The first ship completed its maiden flight on Feb. 7, 1946 with Brabham at the controls. A proof-of-concept airframe, it carried no mission cameras. The second aircraft, which flew on Aug. 12, 1947 with Hendrix as pilot, was a true reconnaissance aircraft, capable of taking photographs and of furnishing all required film-processing and interpretive facilities in flight, a capability never matched by any other platform during the decades when cameras used film. One proposed configuration had eleven crewmembers with spacious work facilities in the fuselage behind the single pilot.
In May 1946, the Rainbow set a new cross-country speed record for four-engined aircraft, covering 576 miles between New York and Wright Field at 426 miles per hour. A Lockheed Constellation had held the previous record of 375 miles per hour.
On Nov. 4, 1948, this mission-equipped second ship experienced an explosion in its number two engine nacelle, which gave Hendrix and the others in his three-man crew no choice but to hit the silk. Flight testing of ship number one was suspended.
Earlier, with a postwar boom in air travel envisioned by many, Republic negotiated with American Airlines for the purchase of 20 RC-2 Rainbow civilian variants for use on high-speed passenger runs. In 1946, Pan American World Airways issued a letter of intent to purchase six RC-2s with options on a dozen more.
The XR-12 had a wingspan of 129 feet 2 inches. The pointy fuselage was 99 feet 8-1/4 inches long. Empty weight was 66,980 pounds and when fully grossed the Rainbow weighed 113,250 pounds. It was bigger and roomier than it looked. Republic envisioned the RC-2 airliner as carrying 46 passengers up to 4,100 miles at a cruising speed of 410 miles per hour. The military XR-12 had a maximum speed of 460 miles per hour at 28,000 feet, making it comparable in speed with the final propeller-driven fighters in inventory, planes like the F-51H Mustang and F8F-2 Bearcat.
Even when tests of the competing Hughes aircraft were ended – the XR-11 (earlier, the XF-11) had also been built in two prototypes and one had crashed, almost killing pilot Hughes – the Air Force (which emerged from the AAF to become an independent service branch on Sept. 18, 1947) in 1948 stood by the XR-12. The airlines were first to waver, perhaps because new-built, post-war Douglas DC-4s were coming off the production line, with DC-6s soon to follow.
The loss of the working second prototype ended the Air Force’s support and was the death knell for the “might have been” XR-12 Rainbow. Several years before President Dwight D. Eisenhower’s proposal for an “Open Skies” exchange with the Soviet Union, the project was shelved.
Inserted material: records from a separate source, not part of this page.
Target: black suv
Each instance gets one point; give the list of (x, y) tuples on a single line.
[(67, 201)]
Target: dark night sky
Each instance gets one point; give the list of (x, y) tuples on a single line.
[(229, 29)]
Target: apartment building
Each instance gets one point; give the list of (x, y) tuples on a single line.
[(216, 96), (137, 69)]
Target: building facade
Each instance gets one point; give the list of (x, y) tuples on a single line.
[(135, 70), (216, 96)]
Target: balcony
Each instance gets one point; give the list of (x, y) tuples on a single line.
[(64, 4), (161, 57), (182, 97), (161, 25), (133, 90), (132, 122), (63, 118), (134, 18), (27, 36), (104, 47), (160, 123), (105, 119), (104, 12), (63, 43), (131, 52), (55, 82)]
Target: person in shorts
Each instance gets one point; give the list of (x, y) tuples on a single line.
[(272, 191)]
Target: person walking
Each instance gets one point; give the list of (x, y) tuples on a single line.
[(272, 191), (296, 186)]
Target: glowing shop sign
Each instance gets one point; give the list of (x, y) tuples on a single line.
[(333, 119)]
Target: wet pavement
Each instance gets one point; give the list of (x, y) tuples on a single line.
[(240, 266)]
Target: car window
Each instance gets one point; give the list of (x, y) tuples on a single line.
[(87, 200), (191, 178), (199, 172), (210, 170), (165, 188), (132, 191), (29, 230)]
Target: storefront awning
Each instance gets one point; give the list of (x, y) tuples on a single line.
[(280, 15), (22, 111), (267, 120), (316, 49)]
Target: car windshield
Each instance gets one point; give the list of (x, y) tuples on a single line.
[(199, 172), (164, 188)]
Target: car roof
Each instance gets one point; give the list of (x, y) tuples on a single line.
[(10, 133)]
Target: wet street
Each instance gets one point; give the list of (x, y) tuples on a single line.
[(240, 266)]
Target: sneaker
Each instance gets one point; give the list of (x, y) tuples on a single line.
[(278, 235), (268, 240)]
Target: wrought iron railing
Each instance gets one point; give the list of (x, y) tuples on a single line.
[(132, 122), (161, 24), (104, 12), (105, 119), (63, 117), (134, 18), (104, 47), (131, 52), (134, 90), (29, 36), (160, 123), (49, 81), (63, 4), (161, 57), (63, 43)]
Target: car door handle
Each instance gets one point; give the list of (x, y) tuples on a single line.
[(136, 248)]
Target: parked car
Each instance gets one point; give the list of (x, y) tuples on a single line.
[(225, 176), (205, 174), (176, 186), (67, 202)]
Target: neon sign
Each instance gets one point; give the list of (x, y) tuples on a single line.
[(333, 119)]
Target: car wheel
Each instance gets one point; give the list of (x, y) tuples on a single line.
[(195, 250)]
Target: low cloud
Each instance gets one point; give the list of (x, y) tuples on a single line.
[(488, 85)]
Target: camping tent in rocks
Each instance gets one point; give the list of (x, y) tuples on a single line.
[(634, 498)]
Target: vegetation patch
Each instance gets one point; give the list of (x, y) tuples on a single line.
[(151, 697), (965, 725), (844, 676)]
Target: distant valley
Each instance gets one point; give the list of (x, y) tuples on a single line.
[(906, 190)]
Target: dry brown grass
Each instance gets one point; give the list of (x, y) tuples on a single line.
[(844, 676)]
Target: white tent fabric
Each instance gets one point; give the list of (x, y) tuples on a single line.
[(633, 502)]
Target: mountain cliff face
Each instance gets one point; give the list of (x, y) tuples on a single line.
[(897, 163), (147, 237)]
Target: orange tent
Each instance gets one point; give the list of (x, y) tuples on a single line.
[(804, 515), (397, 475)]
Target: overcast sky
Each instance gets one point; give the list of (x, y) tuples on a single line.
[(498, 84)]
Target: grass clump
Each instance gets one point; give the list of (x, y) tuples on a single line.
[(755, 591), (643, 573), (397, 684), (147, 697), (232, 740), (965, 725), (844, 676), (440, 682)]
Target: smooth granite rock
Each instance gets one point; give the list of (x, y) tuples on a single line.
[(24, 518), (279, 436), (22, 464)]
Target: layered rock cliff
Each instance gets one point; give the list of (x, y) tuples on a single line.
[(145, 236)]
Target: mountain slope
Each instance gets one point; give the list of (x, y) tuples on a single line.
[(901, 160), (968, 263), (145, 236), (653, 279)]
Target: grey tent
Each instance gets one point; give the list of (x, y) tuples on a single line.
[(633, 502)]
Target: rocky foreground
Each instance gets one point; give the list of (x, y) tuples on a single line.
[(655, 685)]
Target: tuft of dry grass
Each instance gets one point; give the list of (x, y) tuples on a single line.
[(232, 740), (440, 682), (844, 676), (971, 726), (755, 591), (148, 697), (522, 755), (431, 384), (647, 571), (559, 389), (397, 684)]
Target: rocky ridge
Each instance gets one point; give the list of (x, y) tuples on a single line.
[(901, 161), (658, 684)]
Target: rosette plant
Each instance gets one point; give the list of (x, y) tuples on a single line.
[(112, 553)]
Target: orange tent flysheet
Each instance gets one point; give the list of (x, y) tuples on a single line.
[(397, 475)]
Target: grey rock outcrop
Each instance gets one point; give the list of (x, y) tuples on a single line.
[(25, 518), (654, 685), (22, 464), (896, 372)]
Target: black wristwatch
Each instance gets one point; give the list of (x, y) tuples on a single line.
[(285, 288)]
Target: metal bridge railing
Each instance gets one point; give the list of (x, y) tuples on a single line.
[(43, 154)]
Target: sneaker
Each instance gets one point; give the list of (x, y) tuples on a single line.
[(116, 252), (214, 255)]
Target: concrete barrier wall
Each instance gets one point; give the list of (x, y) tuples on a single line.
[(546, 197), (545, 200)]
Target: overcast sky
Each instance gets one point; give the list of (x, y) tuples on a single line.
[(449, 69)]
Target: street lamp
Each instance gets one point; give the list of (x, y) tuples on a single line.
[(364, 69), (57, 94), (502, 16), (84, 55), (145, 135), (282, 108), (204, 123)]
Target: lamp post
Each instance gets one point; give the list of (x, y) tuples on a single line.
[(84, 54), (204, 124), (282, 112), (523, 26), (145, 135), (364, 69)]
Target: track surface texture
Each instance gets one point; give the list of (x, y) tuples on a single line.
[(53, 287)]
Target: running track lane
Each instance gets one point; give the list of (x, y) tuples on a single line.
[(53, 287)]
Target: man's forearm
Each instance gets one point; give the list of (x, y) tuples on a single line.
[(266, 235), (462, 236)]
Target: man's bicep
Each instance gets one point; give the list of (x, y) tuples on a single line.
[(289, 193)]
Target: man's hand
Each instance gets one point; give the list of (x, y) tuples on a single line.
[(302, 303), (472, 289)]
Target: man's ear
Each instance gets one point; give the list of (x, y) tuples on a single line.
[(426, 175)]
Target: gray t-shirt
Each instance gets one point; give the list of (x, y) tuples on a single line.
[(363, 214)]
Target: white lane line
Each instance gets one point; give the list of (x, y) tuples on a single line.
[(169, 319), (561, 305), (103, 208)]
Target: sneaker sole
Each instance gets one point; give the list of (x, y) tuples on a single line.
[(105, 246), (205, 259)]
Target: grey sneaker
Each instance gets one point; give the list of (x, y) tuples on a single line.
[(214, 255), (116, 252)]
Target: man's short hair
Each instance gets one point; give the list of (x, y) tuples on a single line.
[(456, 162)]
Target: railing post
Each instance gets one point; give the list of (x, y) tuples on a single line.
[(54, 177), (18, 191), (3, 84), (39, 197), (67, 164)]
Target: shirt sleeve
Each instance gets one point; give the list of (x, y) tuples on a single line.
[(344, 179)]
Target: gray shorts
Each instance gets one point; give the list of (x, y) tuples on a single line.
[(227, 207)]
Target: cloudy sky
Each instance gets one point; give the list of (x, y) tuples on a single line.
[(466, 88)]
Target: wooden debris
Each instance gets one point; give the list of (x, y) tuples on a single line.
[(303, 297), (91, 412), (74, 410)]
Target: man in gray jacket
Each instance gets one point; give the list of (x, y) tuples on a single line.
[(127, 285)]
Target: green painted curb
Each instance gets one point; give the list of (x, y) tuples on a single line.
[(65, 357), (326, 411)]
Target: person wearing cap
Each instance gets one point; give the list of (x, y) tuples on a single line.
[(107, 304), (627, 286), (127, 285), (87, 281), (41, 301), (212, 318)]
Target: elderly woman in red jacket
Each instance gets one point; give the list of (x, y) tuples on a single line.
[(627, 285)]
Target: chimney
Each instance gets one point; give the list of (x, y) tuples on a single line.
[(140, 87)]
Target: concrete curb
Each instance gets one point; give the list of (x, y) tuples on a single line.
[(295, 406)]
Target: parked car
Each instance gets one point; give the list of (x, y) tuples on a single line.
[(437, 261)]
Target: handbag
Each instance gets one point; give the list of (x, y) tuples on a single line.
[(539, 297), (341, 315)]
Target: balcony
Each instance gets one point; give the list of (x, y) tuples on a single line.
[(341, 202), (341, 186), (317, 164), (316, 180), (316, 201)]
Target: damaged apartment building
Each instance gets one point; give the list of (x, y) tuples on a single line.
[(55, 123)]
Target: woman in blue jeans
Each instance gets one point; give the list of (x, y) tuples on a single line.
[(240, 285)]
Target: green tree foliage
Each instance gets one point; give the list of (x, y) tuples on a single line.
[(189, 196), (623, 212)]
At one point, an order had existed for 20 R-12As, but was diverted to RB-50 Superfortresses. When the project was canceled, a further production order for six R-12A Rainbows was canceled, too.
The prototype in all of its elegant glory was placed into storage. And then, this beautiful and promising aircraft was carted off to Aberdeen Proving Ground, Md., where it was used as an artillery target and destroyed.